In corporate news, Alibaba Group made headlines after China’s top antitrust regulator announced Thursday that it started an investigation into the e-commerce giant. Separately, Chinese regulators said that they have summoned Ant Group, the world’s largest financial technology company and Alibaba affiliate, to a high-level meeting regarding financial regulations. The coordinated actions show that Beijing is ramping up efforts to rein in the domestic tech companies that it sees as a threat to political and economic stability as the companies have grown larger and more powerful in just a few years. 

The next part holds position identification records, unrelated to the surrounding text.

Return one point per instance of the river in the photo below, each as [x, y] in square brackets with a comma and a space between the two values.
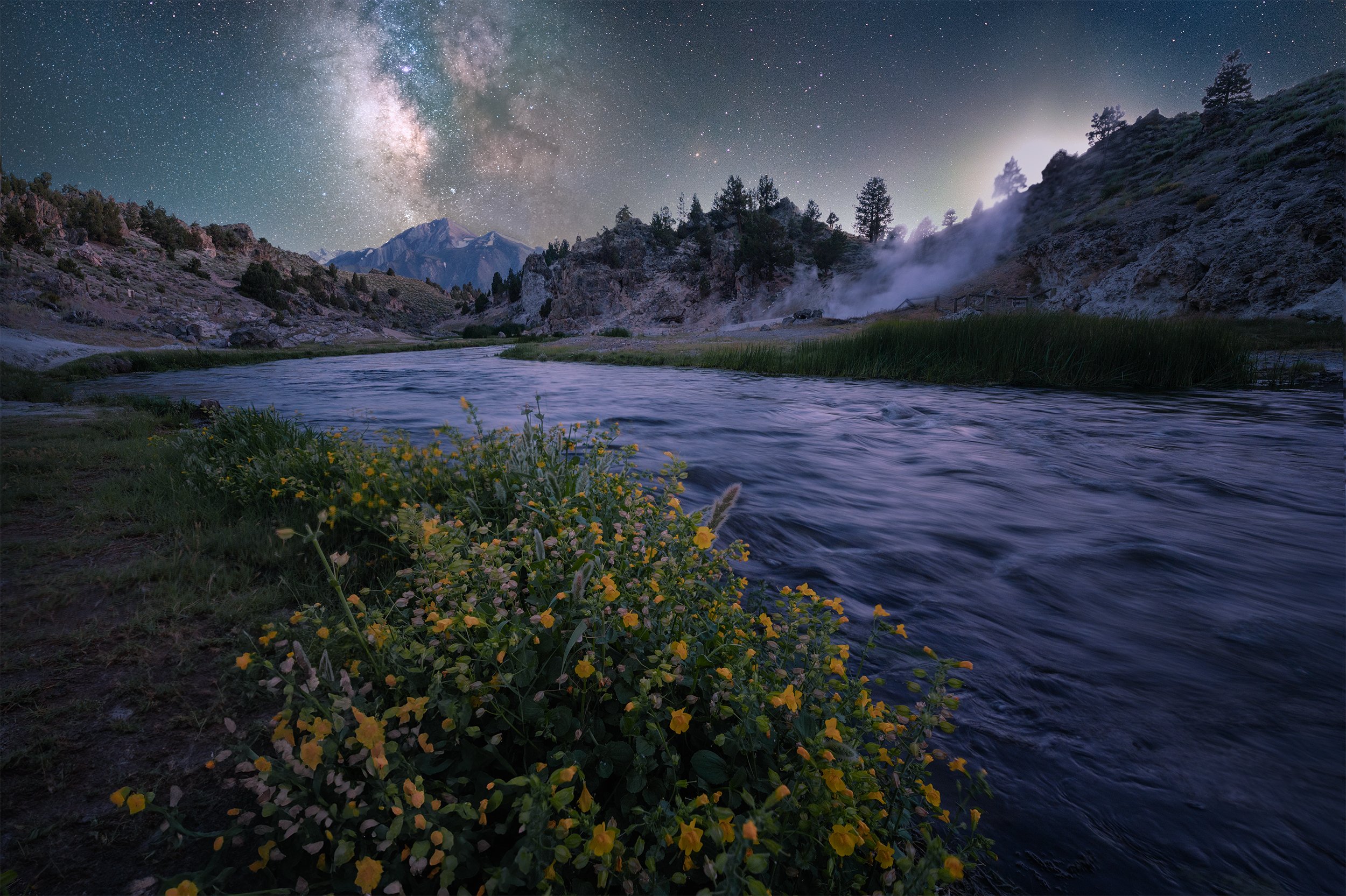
[1151, 587]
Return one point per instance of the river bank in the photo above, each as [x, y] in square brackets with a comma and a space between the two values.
[1054, 350]
[123, 596]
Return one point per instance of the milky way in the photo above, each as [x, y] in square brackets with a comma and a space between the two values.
[338, 124]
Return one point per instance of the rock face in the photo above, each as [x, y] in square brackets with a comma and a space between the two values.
[1237, 213]
[630, 278]
[443, 252]
[61, 286]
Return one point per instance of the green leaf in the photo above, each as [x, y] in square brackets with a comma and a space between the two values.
[711, 767]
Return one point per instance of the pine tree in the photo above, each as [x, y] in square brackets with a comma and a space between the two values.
[1010, 181]
[768, 194]
[874, 211]
[734, 201]
[696, 217]
[1232, 85]
[1108, 122]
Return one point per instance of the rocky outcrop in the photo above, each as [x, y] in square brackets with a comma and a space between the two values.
[1239, 213]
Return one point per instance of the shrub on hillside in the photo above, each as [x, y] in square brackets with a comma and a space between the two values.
[262, 281]
[537, 673]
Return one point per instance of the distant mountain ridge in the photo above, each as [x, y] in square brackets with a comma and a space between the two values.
[440, 251]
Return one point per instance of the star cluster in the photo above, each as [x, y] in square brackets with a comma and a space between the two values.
[337, 124]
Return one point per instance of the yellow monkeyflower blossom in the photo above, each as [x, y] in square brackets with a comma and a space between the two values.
[844, 838]
[368, 873]
[311, 754]
[604, 840]
[690, 837]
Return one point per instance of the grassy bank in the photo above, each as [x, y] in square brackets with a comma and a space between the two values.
[124, 599]
[535, 672]
[1069, 351]
[19, 384]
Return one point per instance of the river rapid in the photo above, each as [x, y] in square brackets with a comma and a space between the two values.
[1150, 587]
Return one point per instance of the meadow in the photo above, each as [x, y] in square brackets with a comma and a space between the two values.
[501, 660]
[1050, 350]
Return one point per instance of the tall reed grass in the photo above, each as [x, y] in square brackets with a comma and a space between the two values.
[1057, 350]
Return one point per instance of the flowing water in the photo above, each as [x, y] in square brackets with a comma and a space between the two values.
[1151, 587]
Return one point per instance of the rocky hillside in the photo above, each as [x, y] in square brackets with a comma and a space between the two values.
[1237, 213]
[79, 268]
[440, 252]
[1232, 213]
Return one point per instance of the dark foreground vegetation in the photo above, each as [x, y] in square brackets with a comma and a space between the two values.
[527, 669]
[1054, 350]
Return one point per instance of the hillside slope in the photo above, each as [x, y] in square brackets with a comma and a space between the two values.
[77, 268]
[1235, 213]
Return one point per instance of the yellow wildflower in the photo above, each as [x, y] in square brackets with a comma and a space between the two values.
[368, 873]
[690, 838]
[844, 838]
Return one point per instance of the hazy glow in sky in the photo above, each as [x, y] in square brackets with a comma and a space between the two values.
[338, 124]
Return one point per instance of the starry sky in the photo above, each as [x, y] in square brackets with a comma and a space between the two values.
[338, 124]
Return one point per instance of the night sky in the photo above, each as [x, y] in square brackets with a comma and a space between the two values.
[340, 124]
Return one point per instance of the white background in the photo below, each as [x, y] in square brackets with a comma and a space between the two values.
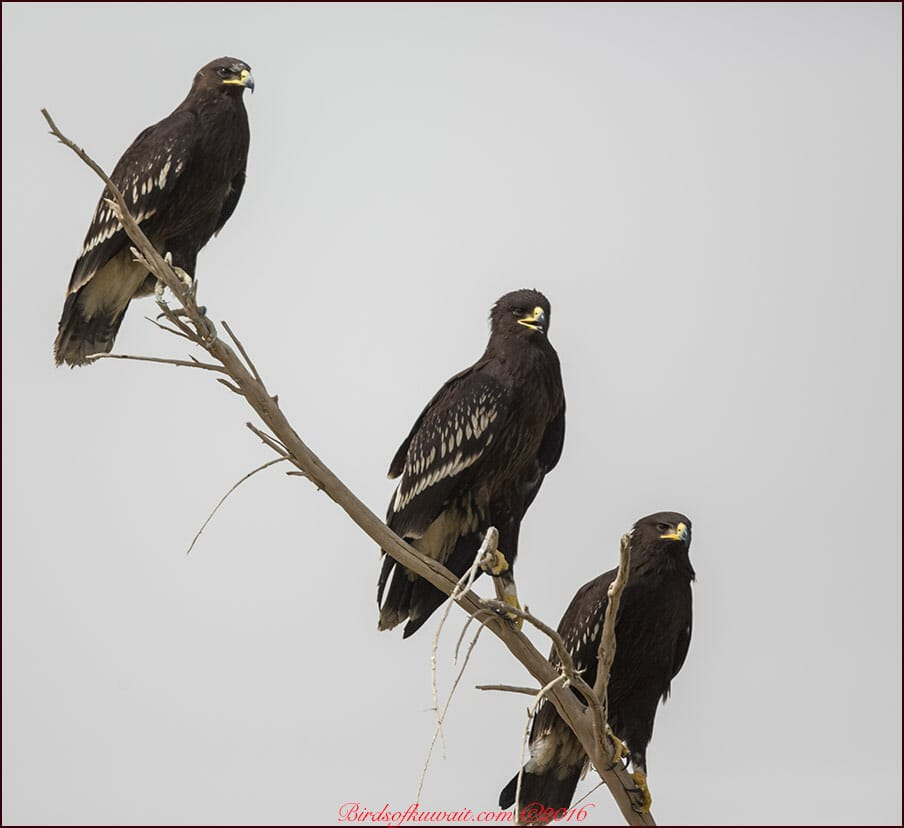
[709, 195]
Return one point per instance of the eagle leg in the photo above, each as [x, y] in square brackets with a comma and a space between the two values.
[619, 748]
[504, 582]
[641, 792]
[494, 562]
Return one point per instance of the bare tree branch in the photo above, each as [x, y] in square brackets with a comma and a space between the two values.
[160, 360]
[507, 688]
[223, 498]
[579, 716]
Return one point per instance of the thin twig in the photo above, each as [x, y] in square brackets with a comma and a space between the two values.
[181, 363]
[166, 328]
[223, 498]
[561, 679]
[278, 447]
[438, 729]
[507, 688]
[265, 404]
[242, 350]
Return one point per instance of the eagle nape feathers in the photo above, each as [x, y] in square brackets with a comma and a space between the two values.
[476, 457]
[652, 634]
[181, 179]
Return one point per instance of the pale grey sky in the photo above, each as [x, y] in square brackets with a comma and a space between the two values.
[709, 195]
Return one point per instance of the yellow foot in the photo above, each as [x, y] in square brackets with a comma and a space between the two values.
[640, 779]
[495, 563]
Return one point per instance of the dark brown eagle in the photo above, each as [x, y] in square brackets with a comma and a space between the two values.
[476, 457]
[181, 178]
[652, 635]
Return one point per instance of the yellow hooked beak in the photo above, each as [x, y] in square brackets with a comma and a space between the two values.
[246, 79]
[680, 533]
[536, 320]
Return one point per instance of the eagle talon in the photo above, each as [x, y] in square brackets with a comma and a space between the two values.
[642, 792]
[515, 620]
[494, 562]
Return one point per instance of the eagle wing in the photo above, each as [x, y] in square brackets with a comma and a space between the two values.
[443, 450]
[146, 175]
[580, 629]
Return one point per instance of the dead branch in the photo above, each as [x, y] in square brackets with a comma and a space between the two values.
[580, 717]
[222, 500]
[606, 652]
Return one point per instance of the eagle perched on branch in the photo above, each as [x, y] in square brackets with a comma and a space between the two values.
[181, 178]
[652, 635]
[475, 458]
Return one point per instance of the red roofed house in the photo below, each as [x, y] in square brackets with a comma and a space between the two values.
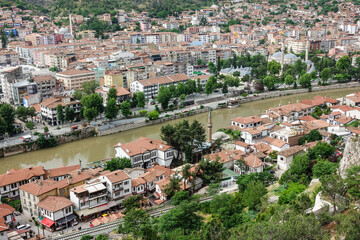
[144, 152]
[251, 164]
[118, 184]
[10, 181]
[48, 108]
[56, 212]
[6, 215]
[246, 122]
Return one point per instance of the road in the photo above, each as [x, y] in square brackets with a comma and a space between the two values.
[109, 227]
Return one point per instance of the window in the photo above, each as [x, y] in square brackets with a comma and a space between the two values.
[170, 154]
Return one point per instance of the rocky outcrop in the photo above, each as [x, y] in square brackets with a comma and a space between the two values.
[351, 155]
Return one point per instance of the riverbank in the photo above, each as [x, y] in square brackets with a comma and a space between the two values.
[96, 148]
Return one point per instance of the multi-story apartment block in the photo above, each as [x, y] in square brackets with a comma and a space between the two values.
[48, 108]
[89, 195]
[56, 212]
[118, 184]
[150, 87]
[144, 152]
[74, 78]
[9, 76]
[12, 179]
[46, 85]
[9, 58]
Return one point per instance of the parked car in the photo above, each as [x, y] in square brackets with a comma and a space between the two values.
[23, 227]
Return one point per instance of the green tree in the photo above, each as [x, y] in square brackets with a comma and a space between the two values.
[140, 99]
[60, 113]
[325, 75]
[253, 193]
[164, 97]
[111, 110]
[322, 150]
[86, 237]
[183, 217]
[289, 80]
[274, 67]
[323, 168]
[199, 88]
[112, 94]
[305, 80]
[78, 94]
[137, 222]
[343, 63]
[22, 113]
[54, 69]
[211, 171]
[172, 187]
[313, 136]
[209, 87]
[179, 197]
[225, 88]
[125, 109]
[333, 187]
[153, 115]
[299, 170]
[118, 164]
[93, 106]
[102, 237]
[353, 182]
[69, 114]
[348, 225]
[132, 203]
[7, 114]
[212, 67]
[269, 82]
[89, 86]
[30, 125]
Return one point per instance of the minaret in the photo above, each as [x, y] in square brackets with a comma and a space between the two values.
[70, 24]
[307, 48]
[282, 55]
[209, 125]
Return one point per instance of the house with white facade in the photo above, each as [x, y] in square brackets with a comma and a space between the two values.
[118, 184]
[56, 212]
[144, 152]
[12, 179]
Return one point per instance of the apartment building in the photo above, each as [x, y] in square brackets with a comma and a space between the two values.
[48, 108]
[56, 212]
[9, 76]
[118, 184]
[9, 58]
[32, 193]
[89, 198]
[246, 122]
[14, 178]
[74, 78]
[150, 87]
[144, 152]
[46, 85]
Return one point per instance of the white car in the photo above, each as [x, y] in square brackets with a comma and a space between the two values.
[23, 227]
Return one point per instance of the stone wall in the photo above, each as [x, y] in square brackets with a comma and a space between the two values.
[32, 146]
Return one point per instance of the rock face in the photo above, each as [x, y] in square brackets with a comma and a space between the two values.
[351, 156]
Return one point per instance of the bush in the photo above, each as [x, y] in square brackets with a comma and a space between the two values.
[323, 168]
[30, 125]
[290, 194]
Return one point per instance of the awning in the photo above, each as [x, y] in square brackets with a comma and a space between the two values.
[66, 219]
[47, 222]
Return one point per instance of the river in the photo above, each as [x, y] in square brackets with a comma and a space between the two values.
[97, 148]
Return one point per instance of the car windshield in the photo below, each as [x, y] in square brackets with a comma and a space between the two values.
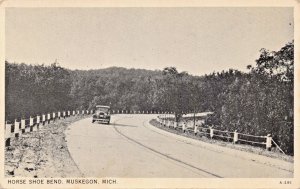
[102, 109]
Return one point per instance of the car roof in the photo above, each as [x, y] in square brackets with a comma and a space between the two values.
[100, 106]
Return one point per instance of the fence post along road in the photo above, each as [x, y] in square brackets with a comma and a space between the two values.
[32, 124]
[199, 128]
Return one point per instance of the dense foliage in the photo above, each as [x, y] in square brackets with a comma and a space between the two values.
[258, 102]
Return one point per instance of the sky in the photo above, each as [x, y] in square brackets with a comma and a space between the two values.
[197, 40]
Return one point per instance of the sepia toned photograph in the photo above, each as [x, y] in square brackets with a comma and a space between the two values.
[94, 95]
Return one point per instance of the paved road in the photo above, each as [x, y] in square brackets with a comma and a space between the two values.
[129, 148]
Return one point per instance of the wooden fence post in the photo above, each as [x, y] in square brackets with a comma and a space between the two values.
[211, 132]
[268, 142]
[7, 134]
[235, 137]
[17, 128]
[23, 125]
[37, 121]
[48, 117]
[31, 123]
[54, 116]
[196, 129]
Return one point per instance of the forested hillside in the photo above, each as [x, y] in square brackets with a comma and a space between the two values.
[258, 102]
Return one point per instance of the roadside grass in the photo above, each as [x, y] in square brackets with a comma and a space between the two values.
[242, 147]
[42, 153]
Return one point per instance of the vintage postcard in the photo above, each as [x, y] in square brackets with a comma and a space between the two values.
[149, 94]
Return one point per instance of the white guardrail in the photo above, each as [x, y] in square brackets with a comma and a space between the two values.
[20, 126]
[17, 128]
[199, 128]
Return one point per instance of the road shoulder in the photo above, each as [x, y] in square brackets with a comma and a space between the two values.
[280, 164]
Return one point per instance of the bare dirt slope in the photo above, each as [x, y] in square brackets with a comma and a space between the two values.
[42, 154]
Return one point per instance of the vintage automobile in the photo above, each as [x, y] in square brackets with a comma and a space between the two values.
[102, 114]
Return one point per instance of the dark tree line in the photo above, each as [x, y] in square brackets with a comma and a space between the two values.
[258, 102]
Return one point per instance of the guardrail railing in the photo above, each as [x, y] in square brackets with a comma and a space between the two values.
[213, 133]
[33, 123]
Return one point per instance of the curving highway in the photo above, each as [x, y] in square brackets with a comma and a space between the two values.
[129, 147]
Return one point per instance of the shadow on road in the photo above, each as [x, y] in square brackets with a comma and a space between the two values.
[122, 125]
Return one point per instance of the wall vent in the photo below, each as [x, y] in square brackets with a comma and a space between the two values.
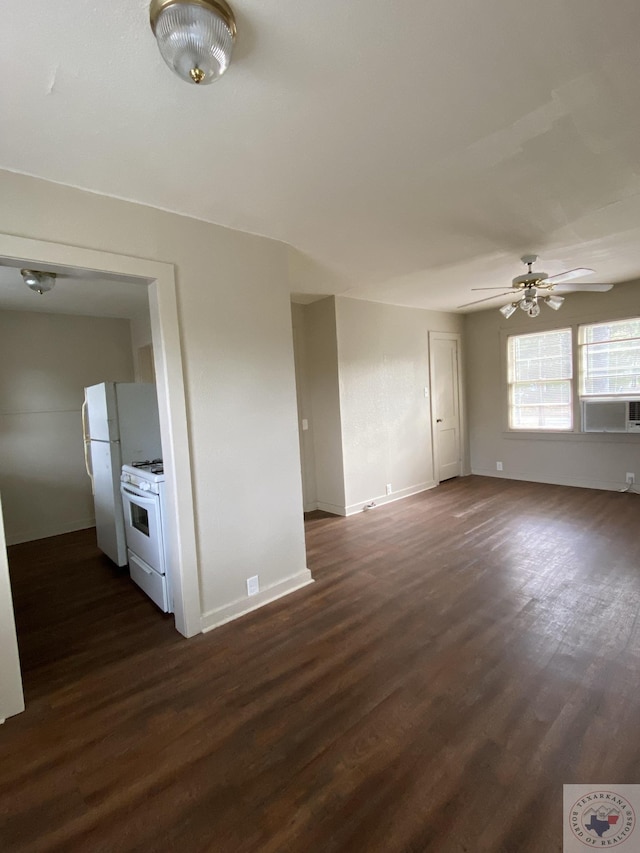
[611, 416]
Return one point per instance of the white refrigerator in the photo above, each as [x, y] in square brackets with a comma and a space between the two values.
[120, 424]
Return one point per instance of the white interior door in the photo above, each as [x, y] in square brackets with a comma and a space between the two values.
[445, 404]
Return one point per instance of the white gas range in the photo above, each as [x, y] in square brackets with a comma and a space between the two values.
[143, 501]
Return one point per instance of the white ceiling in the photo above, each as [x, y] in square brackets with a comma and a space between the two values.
[75, 292]
[409, 150]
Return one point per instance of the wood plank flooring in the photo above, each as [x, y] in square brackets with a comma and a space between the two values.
[462, 654]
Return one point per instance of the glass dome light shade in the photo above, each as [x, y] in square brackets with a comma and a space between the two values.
[195, 37]
[39, 282]
[533, 309]
[508, 309]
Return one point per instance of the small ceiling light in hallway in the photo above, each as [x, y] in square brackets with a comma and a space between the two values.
[195, 37]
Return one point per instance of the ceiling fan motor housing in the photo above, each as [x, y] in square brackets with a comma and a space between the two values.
[530, 279]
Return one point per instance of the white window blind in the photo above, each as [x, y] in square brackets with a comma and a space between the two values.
[540, 381]
[610, 359]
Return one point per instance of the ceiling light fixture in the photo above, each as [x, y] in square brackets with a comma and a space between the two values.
[195, 37]
[530, 303]
[508, 309]
[554, 301]
[40, 282]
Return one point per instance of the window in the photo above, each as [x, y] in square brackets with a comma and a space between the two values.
[610, 359]
[540, 381]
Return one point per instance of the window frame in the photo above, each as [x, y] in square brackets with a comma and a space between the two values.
[581, 355]
[541, 430]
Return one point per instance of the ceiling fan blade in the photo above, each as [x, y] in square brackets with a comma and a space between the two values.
[486, 299]
[579, 272]
[587, 285]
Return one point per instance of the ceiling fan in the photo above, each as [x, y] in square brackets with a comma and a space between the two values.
[535, 287]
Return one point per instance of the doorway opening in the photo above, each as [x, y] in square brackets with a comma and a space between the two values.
[159, 282]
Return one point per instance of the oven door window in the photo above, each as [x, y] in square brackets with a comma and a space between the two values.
[139, 518]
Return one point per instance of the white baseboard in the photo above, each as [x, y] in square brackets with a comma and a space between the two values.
[221, 615]
[385, 499]
[528, 477]
[45, 531]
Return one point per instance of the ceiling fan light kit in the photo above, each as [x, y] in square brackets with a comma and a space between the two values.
[39, 282]
[536, 287]
[195, 37]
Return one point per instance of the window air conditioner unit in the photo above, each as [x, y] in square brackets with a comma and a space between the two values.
[611, 416]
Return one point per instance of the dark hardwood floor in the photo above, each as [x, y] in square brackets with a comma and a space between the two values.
[462, 655]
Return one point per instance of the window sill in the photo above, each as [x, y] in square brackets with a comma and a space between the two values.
[549, 435]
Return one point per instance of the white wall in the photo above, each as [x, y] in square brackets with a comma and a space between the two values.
[11, 699]
[362, 369]
[46, 360]
[235, 325]
[305, 407]
[383, 354]
[324, 398]
[597, 461]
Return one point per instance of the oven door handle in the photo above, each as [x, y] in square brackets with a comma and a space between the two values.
[141, 497]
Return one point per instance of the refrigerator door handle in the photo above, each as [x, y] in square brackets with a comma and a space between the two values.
[87, 443]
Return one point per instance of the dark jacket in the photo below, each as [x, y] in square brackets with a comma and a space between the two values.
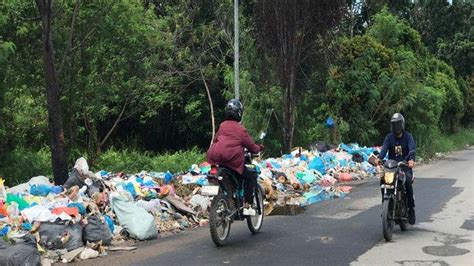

Turkey’s central bank hikes rates more than expected

The central bank of Turkey surprised investors by raising its benchmark interest rates by 200 basis points at its monetary policy meeting on Thursday (a basis point is 0.01 percentage points). Consensus expectations had been for a 150 basis point hike, so the larger move may be a signal that the central bank plans to aggressively combat inflation under its new governor. Recep Tayyip Erdogan, Turkey’s president, replaced the central bank chief in November. Turkish government debt had declined before the policy meeting in anticipation of the rate increase. Turkish stocks moved higher on the rate hike news, and the Turkish lira strengthened more than 1% against the U.S. dollar. The lira has been one of the worst-performing currencies versus the dollar in 2020. 

Oil decline weighs on Russian assets

Russian stocks declined early in the week amid worsening sentiment toward riskier asset classes and on news that the U.S. Department of Commerce would move to block trade in goods and services with Russian companies that have links to the Russian military. The steep decline in oil prices on worries about weakening demand as the pandemic worsens also weighed on Russian stocks and the ruble. Russia is a major oil producer. Russian assets recovered to some degree later in the week as oil prices stabilized.